Yeah. Fuck it. Why not? If I was given the choice of sleeping in the street with a cardboard sign, doing a winge and that because ‘I haven’t got any money and you bastards have most of it!’ or some such thing, or sitting at the top of a massive building, sipping champagne and throwing caviare into the air, slapping around properly expensive hookers and literally pissing gold coins whilst laughing at all the poor, jobless fools down there then, yeah. Fuck it. Why not? I’d love to be that rich.
And poor people smell. Do you want to be a smelly poor person? I know I don’t! Why don’t these people all stop complaining and start sucking on the corporate cock until everyone is the 1%? That seems like the most logical thing to do if you ask me. How many days have they been at it now? Like, twenty days or some shit? Think about how much hard work they could have put into sucking that cock in those twenty days. A lot. That’s a lot of sucked corporate cock. they’d be loving every bit of it and you’d be a team leader in no time at all! Give it another two months of cock-guzzling and you’d be assistant manager, and so on and so on.

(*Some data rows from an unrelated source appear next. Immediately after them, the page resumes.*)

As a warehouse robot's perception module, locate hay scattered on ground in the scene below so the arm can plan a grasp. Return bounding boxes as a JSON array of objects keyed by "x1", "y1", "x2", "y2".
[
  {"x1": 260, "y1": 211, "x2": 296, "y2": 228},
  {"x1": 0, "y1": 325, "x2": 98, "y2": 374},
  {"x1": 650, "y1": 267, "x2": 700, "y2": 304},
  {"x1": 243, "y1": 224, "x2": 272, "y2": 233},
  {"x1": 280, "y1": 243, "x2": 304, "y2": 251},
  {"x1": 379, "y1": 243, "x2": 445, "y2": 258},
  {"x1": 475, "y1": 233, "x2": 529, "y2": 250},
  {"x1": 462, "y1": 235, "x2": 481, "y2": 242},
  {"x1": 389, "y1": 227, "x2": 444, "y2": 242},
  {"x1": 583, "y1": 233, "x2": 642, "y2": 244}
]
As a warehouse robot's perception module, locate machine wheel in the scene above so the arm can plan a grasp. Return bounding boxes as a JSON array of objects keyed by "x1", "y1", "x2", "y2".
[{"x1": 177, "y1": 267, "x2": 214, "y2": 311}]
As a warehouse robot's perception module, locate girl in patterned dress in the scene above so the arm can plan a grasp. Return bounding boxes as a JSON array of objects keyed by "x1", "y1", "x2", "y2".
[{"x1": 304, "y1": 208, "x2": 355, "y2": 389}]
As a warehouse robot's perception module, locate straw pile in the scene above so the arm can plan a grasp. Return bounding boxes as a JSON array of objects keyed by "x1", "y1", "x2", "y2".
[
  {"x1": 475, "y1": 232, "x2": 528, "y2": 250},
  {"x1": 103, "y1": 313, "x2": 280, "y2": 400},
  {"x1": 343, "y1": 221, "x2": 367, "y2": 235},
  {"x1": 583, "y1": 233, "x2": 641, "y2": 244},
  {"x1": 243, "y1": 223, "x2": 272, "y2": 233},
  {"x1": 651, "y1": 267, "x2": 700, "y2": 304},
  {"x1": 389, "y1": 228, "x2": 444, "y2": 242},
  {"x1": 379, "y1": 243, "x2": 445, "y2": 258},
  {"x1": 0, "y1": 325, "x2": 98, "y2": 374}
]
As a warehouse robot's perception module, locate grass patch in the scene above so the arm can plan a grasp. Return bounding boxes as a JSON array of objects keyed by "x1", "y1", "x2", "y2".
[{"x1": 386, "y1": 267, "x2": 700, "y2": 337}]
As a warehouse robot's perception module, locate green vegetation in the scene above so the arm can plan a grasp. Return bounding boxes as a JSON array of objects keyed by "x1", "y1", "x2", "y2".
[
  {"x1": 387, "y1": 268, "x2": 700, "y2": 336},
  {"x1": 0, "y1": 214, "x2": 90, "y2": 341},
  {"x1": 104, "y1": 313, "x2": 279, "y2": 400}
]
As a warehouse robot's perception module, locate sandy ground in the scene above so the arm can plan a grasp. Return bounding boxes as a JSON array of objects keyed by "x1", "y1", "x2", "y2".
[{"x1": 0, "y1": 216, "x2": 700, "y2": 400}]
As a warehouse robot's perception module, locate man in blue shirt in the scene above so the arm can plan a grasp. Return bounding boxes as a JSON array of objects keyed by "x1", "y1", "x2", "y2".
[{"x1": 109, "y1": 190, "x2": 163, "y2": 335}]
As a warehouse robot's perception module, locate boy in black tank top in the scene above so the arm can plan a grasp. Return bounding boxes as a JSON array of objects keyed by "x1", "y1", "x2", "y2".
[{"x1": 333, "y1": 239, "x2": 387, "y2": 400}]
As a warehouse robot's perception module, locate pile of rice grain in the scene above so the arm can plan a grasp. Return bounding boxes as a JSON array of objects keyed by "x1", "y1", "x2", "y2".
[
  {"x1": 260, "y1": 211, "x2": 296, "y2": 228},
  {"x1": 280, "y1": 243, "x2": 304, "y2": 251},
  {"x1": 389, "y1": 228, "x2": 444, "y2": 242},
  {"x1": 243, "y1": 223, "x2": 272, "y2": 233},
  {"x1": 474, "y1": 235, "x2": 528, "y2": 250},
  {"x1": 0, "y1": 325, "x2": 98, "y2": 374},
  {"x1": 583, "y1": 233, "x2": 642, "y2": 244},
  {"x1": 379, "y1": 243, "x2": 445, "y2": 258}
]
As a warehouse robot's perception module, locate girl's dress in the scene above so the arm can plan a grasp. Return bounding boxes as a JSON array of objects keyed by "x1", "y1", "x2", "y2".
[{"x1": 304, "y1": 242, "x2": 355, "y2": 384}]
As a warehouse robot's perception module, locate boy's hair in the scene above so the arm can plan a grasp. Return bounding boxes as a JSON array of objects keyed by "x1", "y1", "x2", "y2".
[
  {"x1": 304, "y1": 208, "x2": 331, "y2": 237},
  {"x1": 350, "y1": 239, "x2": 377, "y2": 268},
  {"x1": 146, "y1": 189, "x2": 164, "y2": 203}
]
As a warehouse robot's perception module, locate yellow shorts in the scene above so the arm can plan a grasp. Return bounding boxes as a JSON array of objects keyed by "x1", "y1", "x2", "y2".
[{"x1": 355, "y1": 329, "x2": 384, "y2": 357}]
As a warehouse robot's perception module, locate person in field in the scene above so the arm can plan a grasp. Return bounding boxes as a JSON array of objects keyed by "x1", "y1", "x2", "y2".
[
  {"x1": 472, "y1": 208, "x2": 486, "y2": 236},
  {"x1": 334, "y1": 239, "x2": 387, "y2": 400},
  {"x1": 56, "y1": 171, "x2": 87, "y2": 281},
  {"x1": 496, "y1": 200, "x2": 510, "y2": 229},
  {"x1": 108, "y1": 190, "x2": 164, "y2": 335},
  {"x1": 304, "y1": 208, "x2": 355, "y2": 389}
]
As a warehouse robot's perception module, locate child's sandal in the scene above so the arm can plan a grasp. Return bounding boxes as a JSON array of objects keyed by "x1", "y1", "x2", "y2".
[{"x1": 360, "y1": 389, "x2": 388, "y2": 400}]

So this brings me to ‘Why?’
Why has everyone decided to rise up against the Wall Street fat cats now? Because they’re fucking lazy. Fucking lazy Americans don’t even have the energy to suck the cock any more. They use to love it, too! That country use to lie face down with a pillow in it’s mouth and LOVE getting drilled by anything with a logo, fifty stores and a passion for low-quality, under-priced and unhealthy product. I remember being mocked by an American for almost buying an orange over Nestle Crunch bar. Well look who’s getting mocked now! You. You are getting mocked by me because your country has gone to complete shit because you made me buy that Nestle Crunch and not that orange.
So in short; Fuck you, Americans. Bend over and take it.
No no. I’m only ‘having a laugh’ and do indeed think all the worlds bankers, most of the worlds politicians and the C.E.O of every conglomerate needs to get their balls/vaginas shot off then be burnt to the brink of death, only to ease the flames at the point where they’re so burnt and disfigured and in so much pain they would rather be killed. But we let them live and hunt them for sports, using bears and crocodiles instead of guns and knives.
Go-on, you crazy Yanks. Fuck ’em up!